Nonetheless, it seems likely that the exodus of the “accidental” landlord that boosted numbers back in the days of 0.1 % interest rates is set to continue.

For committed landlords who see property as part of their long-term wealth plan, painful though this measure will be, the upside is that with fewer landlords in, or potentially entering, the market, demand which is already high, will only get higher. So as a professional tax adviser, I am somewhat perplexed as to how this tax increase ties in with the statement “the government is committed to making renting easier and more affordable for 11 million private renters in England”.

Landlords operating as a limited company

Simon’s view: For landlords who own property through a limited company, or who are looking to add to their portfolio or enter the market as new landlords, the position is more nuanced and potentially more beneficial.

Corporation tax at 19% has remained unchanged on profits up to £50,000. The hike in taxation of dividends by 2% is, in my view, a slight of hand which has gone completely unnoticed by the mainstream press and commentators.

The increase in dividend tax is not just applicable to landlords but to anyone running their business through a limited company. So, the measure does not only affect landlords but every small business that operates through a limited company. Can it be said that these small businesses are deriving unearned income by withdrawing dividends from their own companies?

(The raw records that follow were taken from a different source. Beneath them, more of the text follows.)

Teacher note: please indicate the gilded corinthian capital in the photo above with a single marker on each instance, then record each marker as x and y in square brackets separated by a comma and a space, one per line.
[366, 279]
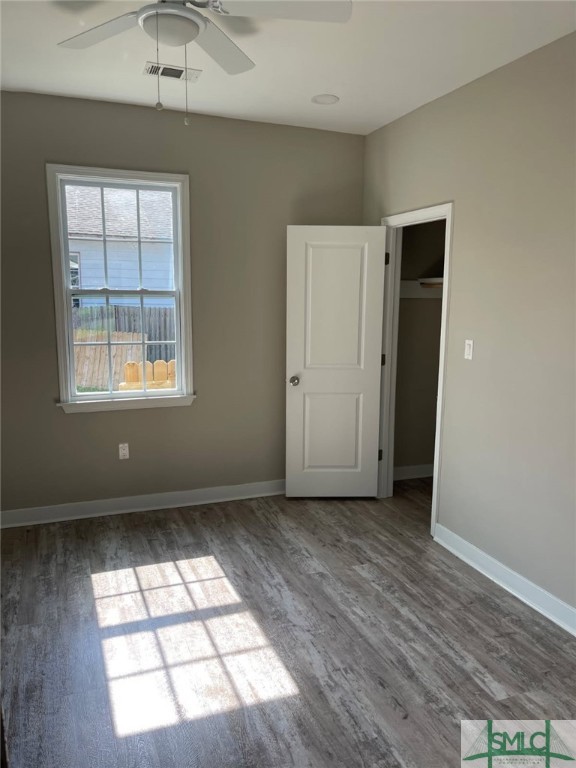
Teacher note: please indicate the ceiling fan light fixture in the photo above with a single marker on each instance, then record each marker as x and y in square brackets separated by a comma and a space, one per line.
[325, 99]
[172, 30]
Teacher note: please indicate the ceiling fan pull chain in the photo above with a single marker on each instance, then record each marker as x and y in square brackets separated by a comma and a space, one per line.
[159, 104]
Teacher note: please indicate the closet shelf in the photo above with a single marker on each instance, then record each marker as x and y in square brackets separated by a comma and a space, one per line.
[424, 288]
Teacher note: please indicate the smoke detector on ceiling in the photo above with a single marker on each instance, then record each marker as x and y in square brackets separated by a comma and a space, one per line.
[172, 71]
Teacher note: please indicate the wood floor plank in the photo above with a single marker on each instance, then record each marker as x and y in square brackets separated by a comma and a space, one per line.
[264, 633]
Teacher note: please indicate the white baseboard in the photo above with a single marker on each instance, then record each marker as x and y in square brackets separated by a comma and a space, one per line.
[413, 473]
[14, 518]
[542, 601]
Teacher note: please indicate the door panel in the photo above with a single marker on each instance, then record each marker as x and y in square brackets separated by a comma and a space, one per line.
[334, 336]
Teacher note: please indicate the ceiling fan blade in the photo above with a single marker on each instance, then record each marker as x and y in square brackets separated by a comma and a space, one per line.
[102, 31]
[305, 10]
[224, 52]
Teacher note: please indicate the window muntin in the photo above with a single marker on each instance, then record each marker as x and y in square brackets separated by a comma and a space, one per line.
[124, 314]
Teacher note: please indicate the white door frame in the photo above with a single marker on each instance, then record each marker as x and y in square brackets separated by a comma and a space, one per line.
[390, 344]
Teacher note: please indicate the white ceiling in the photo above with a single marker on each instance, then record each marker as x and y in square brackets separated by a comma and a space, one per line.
[389, 59]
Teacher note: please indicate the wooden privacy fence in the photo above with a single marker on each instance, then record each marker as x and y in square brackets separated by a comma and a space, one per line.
[91, 365]
[159, 375]
[91, 359]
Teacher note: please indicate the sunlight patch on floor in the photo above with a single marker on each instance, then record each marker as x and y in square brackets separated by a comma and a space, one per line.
[179, 645]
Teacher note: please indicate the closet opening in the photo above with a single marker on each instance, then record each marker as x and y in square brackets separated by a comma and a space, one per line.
[414, 342]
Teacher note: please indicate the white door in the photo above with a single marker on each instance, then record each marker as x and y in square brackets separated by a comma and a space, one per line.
[333, 358]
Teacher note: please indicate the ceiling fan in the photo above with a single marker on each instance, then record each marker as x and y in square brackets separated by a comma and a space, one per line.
[175, 23]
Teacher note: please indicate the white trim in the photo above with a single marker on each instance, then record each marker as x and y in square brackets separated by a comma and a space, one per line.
[413, 472]
[396, 222]
[388, 379]
[91, 406]
[15, 518]
[412, 289]
[542, 601]
[179, 185]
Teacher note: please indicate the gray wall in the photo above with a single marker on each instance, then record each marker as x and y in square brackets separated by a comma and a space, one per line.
[503, 149]
[418, 348]
[248, 181]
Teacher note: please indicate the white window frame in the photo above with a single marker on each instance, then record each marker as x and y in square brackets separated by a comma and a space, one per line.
[70, 401]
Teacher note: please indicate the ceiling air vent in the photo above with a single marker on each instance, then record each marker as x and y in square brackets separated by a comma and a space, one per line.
[172, 71]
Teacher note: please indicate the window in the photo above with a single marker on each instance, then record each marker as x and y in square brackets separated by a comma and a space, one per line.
[122, 287]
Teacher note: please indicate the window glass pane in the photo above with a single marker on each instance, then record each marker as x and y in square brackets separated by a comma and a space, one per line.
[89, 319]
[120, 211]
[156, 220]
[86, 263]
[127, 367]
[83, 211]
[125, 319]
[161, 366]
[123, 266]
[91, 368]
[85, 247]
[157, 266]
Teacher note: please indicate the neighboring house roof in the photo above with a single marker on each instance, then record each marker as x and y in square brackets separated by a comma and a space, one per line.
[84, 213]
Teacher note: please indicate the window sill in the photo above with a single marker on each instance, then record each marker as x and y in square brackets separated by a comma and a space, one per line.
[89, 406]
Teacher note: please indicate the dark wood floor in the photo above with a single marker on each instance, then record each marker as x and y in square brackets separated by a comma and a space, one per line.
[265, 634]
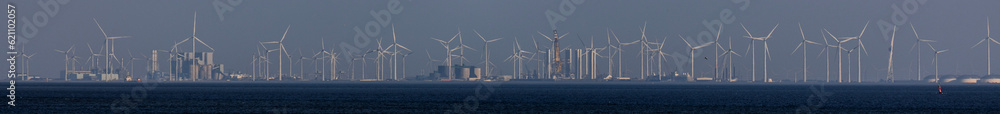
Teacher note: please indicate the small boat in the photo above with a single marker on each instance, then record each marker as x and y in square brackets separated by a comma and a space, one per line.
[939, 89]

For limited company landlords, the good news is that paying additional dividend tax isn’t always necessary. Many only withdraw the dividends they actually require and leave profits in the company for either paying back funds originally given to the company, paying off debt, or accumulating for withdrawal at a later more favourable time. Perhaps now, in the event of a change in government in three years’ time.

My estimates are that, on any comparison, a higher rate taxpayer will be substantially better off in a limited company by employing the above strategy – in many cases to the tune of several thousands of pounds. However, as always, it’s important to get professional tax advice for your particular set of circumstances.

Moving forward, landlords can hopefully expect a further drop in interest rates. That in itself will compensate for the tax increases, and if the housing market starts to pick up momentum on the back of this, the outlook will be much more robust for those professional landlords that have stayed the course and invested for the long term.

Adrian Moloney is group intermediary director at OSB Group and Simon Thandi is director and founding partner at UK Landlord Tax.